KEKERASAN seksual yang dialami Lady Gaga pada usia 19 tahun sangat mengganggu kondisi mentalnya hingga sekarang. Dia mengaku, gangguan mental yang dialaminya itu tergolong Post Traumatic Stress Disorder (PTSD). Lantas apa itu PTSD?
"Ini adalah masalah kesehatan mental yang dialami seseorang. Beberapa kasus PTSD disebabkan oleh trauma akibat banyak hal. Seperti peristiwa yang mengancam jiwa, peperangan, bencana alam, kecelakaan, sampai kekerasan seksual," seperti tertulis dalam keterangan National Center for PTSD.
Beberapa kasus penderita PTSD punya gejala berbeda menghadapi stres yang dialami. Bisa jadi rekaman peristiwa pilu itu terngiang di memori hingga mengganggu aktivitasnya (seperti yang dialami Lady Gaga), mimpi buruk tiada henti, hingga menghindari situasi yang membuatnya trauma. (Baca: Lady Gaga Alami Gangguan PTSD Akibat Kekerasan Seksual)
PTSD tentu berdampak buruk bagi kesehatan mental jika tidak segera diatasi. Hal tersebut diungkap Simon Rego, PsyD., Direktur pelatihan psikologi dan terapi perilaku kognitif di New York Montefiore Medical Center / Albert Einstein College of Medicine.
"Gangguan PTSD intinya menghidupkan kembali peristiwa buruk. Kenangan ini terus datang dan sangat menyedihkan," katanya yang dikutip Yahoo, Rabu (7/12/2016).
Hidup dengan PTSD ternyata tak menyiksa penderitanya. Hal tersebut juga berdampak bagi orang-orang di sekitar mereka. Pasalnya setiap aspek kehidupan yang dilihat bebarengan dengan bayang-bayang trauma, maka dapat menyulitkan penderitanya memandang kehidupan orang lain.
"Hal ini bisa sewaktu-waktu membuat penderita PTSD bisa sangat emosional dan marah," kata Rego. (Baca: Lady Gaga Alami Gangguan PTSD Akibat Kekerasan Seksual)
Kemudian pengidap PTSD juga membentuk kehidupan dengan caranya sendiri dengan menghindari hal-hal yang membuatnya trauma. Hal tersebut dapat mengganggu cara pandang dan kehidupan sosialnya kelak.

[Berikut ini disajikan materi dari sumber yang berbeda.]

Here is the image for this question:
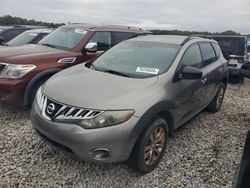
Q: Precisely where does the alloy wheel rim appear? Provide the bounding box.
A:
[144,127,166,166]
[216,88,224,109]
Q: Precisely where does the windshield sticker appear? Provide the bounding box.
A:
[75,28,87,34]
[135,67,159,74]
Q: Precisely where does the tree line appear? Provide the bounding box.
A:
[0,15,64,28]
[0,15,250,37]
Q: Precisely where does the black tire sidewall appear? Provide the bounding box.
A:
[136,118,168,173]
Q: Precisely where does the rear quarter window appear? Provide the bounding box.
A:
[211,43,220,57]
[200,42,217,66]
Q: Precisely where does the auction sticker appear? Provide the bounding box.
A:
[135,67,159,74]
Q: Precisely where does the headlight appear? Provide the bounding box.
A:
[0,64,36,78]
[55,110,134,129]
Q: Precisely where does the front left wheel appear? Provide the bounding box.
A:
[129,117,168,174]
[207,83,226,113]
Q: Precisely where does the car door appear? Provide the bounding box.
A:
[199,42,224,105]
[173,43,207,126]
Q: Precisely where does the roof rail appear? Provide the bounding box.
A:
[104,25,143,30]
[181,34,213,46]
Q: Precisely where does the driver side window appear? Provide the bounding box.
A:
[180,44,203,68]
[89,32,111,51]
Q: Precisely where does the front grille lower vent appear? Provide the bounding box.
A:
[37,94,103,121]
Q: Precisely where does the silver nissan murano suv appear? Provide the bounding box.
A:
[31,35,228,173]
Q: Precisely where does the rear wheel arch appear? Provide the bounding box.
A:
[23,68,62,107]
[130,101,174,156]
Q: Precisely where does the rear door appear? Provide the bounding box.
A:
[173,43,207,126]
[199,42,224,105]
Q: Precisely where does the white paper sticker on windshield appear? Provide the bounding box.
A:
[75,28,87,34]
[136,67,159,74]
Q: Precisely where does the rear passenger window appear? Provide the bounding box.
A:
[200,42,217,66]
[211,43,220,57]
[113,32,135,44]
[180,44,203,68]
[89,32,111,51]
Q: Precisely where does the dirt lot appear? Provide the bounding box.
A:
[0,80,250,187]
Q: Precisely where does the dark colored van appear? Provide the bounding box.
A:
[212,35,248,83]
[0,24,150,106]
[0,25,47,44]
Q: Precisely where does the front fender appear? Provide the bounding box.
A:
[23,68,63,106]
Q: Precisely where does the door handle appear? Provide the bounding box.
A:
[201,77,207,84]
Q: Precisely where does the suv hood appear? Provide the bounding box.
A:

Untungnya, beberapa perawatan bagi penderita PTSD cukup mudah dan banyak pilihan. Bisa dengan terapi kontak (pasien PTSD belajar secara bertahap mendekati kenangan buruk, lalu dikenalkan sisi positif hingga berani menghadapi situasi yang membuatnya trauma itu).
Kemudian terapi pengobatan kognitif, yang beruba terapi komunikasi, agar penderita PTSD berani mengevaluasi dan mengubah cara pandangnya terkait hal-hal yang membuatnya trauma.
"Keduanya memiliki bukti kuat untuk menunjukkan bahwa mereka dapat melewati kondisi trauma dalam waktu yang relatif singkat," kata Rego.
Dengan begitu, pasien PTSD dapat memiliki kehidupan yang lebih baik untuk mengontrol trauma yang dialami.
"Terkadang dalam terapi satu pekan dua kali selama lima pekan. Penderita PTSD sudah bisa hidup normal," pungkasnya.